El paisaje es siempre el mismo: corredores con rejas y muros grises, policías que observan cada movimiento, cada ir y venir de los presos; que huelen todos los hedores que produce el encierro sin diferenciarlos de los propios, unificados en uno solo; que escuchan cada grito, cada maldición, creyendo en todo momento que son ellos quienes están afuera, quienes vigilan a los que están del otro lado de las rejas. Ambos encerrados, ambos uniformados. Las diferencias en realidad son pocas, aunque sustanciales: unos son los sometidos, los otros son quienes someten; unos pueden salir al cielo abierto para ir a otro encierro más llevadero, el de la cotidianidad, donde pueden jugar a ser los dueños de sus vidas, ver televisión, acudir al retrete con la sección deportiva bajo el brazo, ducharse con sensata regularidad. Los otros, en cambio, están encerrados en el encierro, laberinto concéntrico cuyo corazón es el apando, la última prisión, la más intestina, allí donde sólo unos cuantos pedazos de luz se atreven a recortarse contra la pared mugrosa, con un dibujo preciso, sólido, negro, de los barrotes. El apando, vientre umbrío que pare cabezas sudorosas, desesperadas por mirar algo más que cuatro paredes, y sin embargo resignadas a emerger recostadas en una oreja, a obstruirse a sí mismas la anhelada visión, a crearse, por tanto, un encierro todavía más profundo.
Y dentro de ese encierro existen otras prisiones aún más lúgubres, por estar disfrazadas con el velo de la libertad: aquellos momentos en que la droga brinda la sensación ilusoria del escape, sensación benéfica, pues ayuda a no toparse de bruces con la realidad, a sobrellevar con alguna esperanza el renuente paso de los días. Pero ese "bienestar", en cuanto se consume, debe ser renovado, a cualquier costo, aun aquél que implica la tolerancia del Carajo, ese ser siniestro, tullido, miserable, cuya principal virtud es saber traicionar en el momento justo; es decir, ejercer una clase de libertad más abstracta y eficaz que la que produce la droga: la voluntad. José Revueltas sabe exactamente de cuántos pasos –lo vivió varias veces en su vida– consiste aquel encierro: “…treinta metros más o menos, sesenta de ida y vuelta…” y sabe también que en ese espacio es fácil que fructifique el odio irracional, el asco, de por sí insoportable, que sienten Polonio y Albino al convivir con esa maldición materializada que es el Carajo, y como medio para sortear la repulsión, abrigan la esperanza de deshacerse de él, de matarlo, de liberarse de su mirada de mal agüero. Pero no lo hacen, no aún, lo necesitan para una última tarea antes de liquidarlo; es decir, lo necesitan a él porque necesitan a su madre.

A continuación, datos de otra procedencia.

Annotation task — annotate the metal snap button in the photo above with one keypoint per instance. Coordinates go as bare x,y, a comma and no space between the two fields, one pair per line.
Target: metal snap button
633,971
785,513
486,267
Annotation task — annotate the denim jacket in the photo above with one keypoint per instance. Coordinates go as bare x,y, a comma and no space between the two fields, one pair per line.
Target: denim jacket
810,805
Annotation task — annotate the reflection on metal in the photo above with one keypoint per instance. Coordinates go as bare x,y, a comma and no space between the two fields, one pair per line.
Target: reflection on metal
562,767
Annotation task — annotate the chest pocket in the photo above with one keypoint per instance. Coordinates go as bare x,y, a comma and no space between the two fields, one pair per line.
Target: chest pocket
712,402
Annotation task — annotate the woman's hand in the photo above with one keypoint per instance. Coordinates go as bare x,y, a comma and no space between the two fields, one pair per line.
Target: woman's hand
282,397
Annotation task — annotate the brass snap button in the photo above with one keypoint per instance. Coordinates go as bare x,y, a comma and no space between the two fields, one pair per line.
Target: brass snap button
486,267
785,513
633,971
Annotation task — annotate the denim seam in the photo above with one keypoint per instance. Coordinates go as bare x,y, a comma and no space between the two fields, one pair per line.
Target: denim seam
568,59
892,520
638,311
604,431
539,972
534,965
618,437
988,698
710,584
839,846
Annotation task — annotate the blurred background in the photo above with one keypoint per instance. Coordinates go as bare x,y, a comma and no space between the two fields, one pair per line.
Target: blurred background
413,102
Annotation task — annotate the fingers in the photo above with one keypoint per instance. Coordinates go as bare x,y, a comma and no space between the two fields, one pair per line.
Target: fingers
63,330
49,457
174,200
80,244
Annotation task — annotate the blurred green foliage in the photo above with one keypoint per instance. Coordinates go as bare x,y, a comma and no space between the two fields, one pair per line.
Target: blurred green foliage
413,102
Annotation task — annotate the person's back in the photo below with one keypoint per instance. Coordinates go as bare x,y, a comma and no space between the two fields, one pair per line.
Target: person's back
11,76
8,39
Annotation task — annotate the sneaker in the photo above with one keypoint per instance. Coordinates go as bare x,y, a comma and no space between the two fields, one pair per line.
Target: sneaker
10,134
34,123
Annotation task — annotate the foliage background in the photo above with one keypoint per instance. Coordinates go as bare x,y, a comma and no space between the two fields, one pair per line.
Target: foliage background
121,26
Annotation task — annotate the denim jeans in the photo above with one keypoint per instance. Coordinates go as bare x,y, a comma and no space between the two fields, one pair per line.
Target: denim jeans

La Meche y la Chata, no son ya vehículos eficientes para el tránsito fluido de la droga, por el contrario, se han vuelto los objetos del deseo no sólo de sus hombres, sino también de las manos encargadas de las aduanas entre el exterior y el interior del penal, manos de vestidura engañosamente femenina. Esa misma meticulosidad empleada en la revisión del sinuoso cuerpo de las dos mujeres, resulta cosa impensable con la madre del Carajo, aún dueña de cierto respeto y credibilidad entre las autoridades, por su apostura de ídolo prehistórico, incapaz de provocar un pensamiento lúbrico entre ningún sexo, y por ende, de características perfectas para realizar la tarea que se le encomienda. Así, en esta galería de libertades y encierros que propone Revueltas, el personaje menos pensado es quien ejerce con más eficacia la libertad: el Carajo. Acostumbrado a cargar con el fardo cada vez más ligero de su propia cobardía, no duda en delatar a su madre ante los policías para conservar la existencia. Intuye su muerte, delata y triunfa. Pues cuando ha terminado la paliza entre los guardias y los encerrados, éstos saben que sería inútil matar al tullido. Lo resumen con tres palabras que caen pesadas como losas en medio de su derrota: “Ya para qué”.
El apando (1969), es una novela corta de José Revueltas, la cual deslumbra por su devastadora intensidad. Está situada en los escenarios del Palacio Negro de Lecumberri y en ella se narran, con indescriptible vehemencia, las pasiones más sórdidas de los presos del apando, especie de calabozo en el que solían encerrar a los presos recalcitrantes. Está basada en las experiencias que vivió Revueltas durante su encierro después de los conflictos de 1968, tras ser acusado de liderar del movimiento estudiantil que culminaría con la matanza de Tlatelolco el 2 de octubre del mismo año. En 1975, Felipe Cazals tradujo la novela de Revueltas en una magistral cinta (la adaptación del guión corrió a cargo del escritor José Agustín), que aún hoy consigue "herir" la susceptibilidad de cierto tipo de público.